If you dipped into a black hole (something we would not recommend), you would probably find a singularity or an infinitely small and dense dot in the middle.

Or physicists have always thought that. But now a couple of scientists are suggesting that some black holes could not be black holes at all. Instead, it could be strange objects that are full of dark energy – the mysterious force that pushes the limits of the universe and causes them to expand.

If what we took to be black holes are indeed objects without singularities, then the accelerated expansion of our universe is a natural consequence of Einstein’s general theory of relativity, “said Kevin Croker, astrophysicist at the University of Hawaii at Manoa.

Croker and a colleague describe this idea in a new study published online on Aug. 28 in the Astrophysical Journal. If they are right and the singularity in the heart of a black hole could be replaced by a strange energy that diverges everything, it could revolutionize the way we think about these dense objects. The duo did not want to find out what is in a black hole.

Croker and Joel Weiner, emeritus professor of mathematics at the same university, looked at Friedmann’s equations, which are simplified from Einstein’s Theory of General Theory of Relativity (relativity describes how mass and energy change space-time.) Physicists use Friedmann’s equations to describe theTo describe the expansion of the universe, in part, because the mathematics is simpler than in Einstein’s equation body, which describes the relativity.

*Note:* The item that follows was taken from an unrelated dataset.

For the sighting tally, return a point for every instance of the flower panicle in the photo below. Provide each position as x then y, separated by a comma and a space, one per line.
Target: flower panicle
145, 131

The team found that ultra-dense and isolated regions of space, such as neutron stars and black holes, like all other domains, must be mathematically treated to properly write Friedmann’s equations. So far, cosmologists have thought it sensible to ignore the internal details of ultra-dense and isolated regions, such as the inside of a black hole.

We have shown that there is only one way to properly construct these equations, “Croker told Live Science.And if you do this in a way that’s the way to go, you’ll find some interesting things.

The new results suggest that all the dark energy required to accelerate the expansion of the universe could be contained in these alternatives to black holes. The researchers discovered this in mathematics after correcting the spelling of Friedmann’s equations.

A follow-up report to the Astrophysical Journal, published in the Preprint journal arXiv on September 7, showed that these alternatives to black holes, referred to as Generic Dark Energy Objects (GEODEs), can also helpto explain the peculiarities of gravitation.Wave observations of 2016. The mathematics of Friedmann’s equations showed that over time, these ultra-dense objects gain weight simply because of the expansion of the universe, even if there is no material in the vicinity they could use. Just as light that travels through expanding space loses energy – an effect known as redshift – matter also loses weight as space expands. The effect is usually so small that it is not visible.

However, with ultrathin material with very high internal pressure called relativistic material, the effect is noticeable.

Dark energy is very relativistic and its pressure counteracts normal matter and light.Therefore, objects made therefrom (such as these hypothetical GEODES) gain in weight over time.

Light is a strange thing.

It’s not intuitive in many ways, “said Croker.People did not expect this behavior to be shown in other objects as well. But we have shown, yes, you can see it in another object, GEODEs. GEODEs were first proposed as an idea in the 1960s, but the mathematics they support has been recently developed.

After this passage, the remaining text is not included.